Oil prices spiked more than 1% on Tuesday after Saudi Arabia and Russia announced a fresh extension to their voluntary supply cuts, stretching a combined 1.3 million barrel per day (bpd) reduction for another three months through December.
Brent crude futures for November were up $1.21, or about 1.4%, to $90.21 a barrel by 1353 GMT, eclipsing the $90 level for the first time since last November.
Meanwhile, U.S. West Texas Intermediate crude (WTI) CLc1 October futures rose $1.59, or about 1.9%, to $87.14a barrel.
Riyadh's decision to extend its 1 million bpd voluntary cut will be reviewed monthly to consider whether to deepen the cut or increase production, state news agency SPA said on Tuesday.
Fellow OPEC+ member Russia also prolonged its voluntary cuts through the end of the year "to maintain stability and balance" on oil markets, Deputy Prime Minister Alexander Novak said on Tuesday.
The world's second-largest oil exporter is reducing exports by 300,000 bpd for the period. It has been cutting output and exports in tandem with Saudi Arabia on top of existing OPEC+ supply reductions.

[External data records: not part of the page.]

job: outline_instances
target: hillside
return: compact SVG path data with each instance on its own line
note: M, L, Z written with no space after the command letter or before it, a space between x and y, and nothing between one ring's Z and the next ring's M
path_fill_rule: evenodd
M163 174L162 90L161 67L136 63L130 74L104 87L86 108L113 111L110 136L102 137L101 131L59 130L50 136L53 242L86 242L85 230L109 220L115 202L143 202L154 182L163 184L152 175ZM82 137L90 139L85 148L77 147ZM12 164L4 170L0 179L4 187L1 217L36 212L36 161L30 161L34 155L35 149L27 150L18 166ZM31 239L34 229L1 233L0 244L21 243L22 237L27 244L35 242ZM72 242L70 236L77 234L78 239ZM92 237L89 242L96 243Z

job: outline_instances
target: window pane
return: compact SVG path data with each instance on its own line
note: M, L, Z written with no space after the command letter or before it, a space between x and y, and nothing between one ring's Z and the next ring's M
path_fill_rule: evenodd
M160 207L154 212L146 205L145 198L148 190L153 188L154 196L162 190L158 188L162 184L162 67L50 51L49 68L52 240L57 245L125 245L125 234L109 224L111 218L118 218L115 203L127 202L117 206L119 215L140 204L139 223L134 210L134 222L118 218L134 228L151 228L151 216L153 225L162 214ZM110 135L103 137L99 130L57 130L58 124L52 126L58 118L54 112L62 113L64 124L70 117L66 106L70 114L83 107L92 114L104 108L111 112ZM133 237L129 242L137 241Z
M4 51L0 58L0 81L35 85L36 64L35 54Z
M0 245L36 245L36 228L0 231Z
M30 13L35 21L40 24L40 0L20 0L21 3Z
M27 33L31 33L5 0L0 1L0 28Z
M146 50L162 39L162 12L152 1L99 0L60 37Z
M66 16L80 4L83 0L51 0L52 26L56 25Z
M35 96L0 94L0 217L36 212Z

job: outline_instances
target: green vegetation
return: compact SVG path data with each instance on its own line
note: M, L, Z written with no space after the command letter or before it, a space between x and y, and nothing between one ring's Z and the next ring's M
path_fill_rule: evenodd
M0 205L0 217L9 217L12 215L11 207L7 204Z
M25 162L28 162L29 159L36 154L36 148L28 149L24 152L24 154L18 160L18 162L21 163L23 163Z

Russia had said it would cut oil exports voluntarily by 500,000 bpd, about 5% of its output, in August and by 300,000 bpd in September. Russia is also reducing its oil production by 500,000 bpd until the end of 2024.
Although Saudi Arabia was widely expected to extend its voluntary cuts into October, and Russia had indicated that it too planned on expanding its cut through next month, the three month extension was unexpected.
"It would appear they’re trying to double down and capitalize on the recent price moves. Put a big buffer in place for when the cuts end," OANDA analyst Craig Erlam told Reuters.
Brent, which is used to price over three-quarters of the world's traded oil, has been rising since late June, after Riyadh first announced its voluntary cuts.
The premium of the front month Brent contract to the six-month contract rose to more than $4 a barrel on Tuesday, the highest since November 2022. This structure, called backwardation, indicates tightening supply for prompt delivery.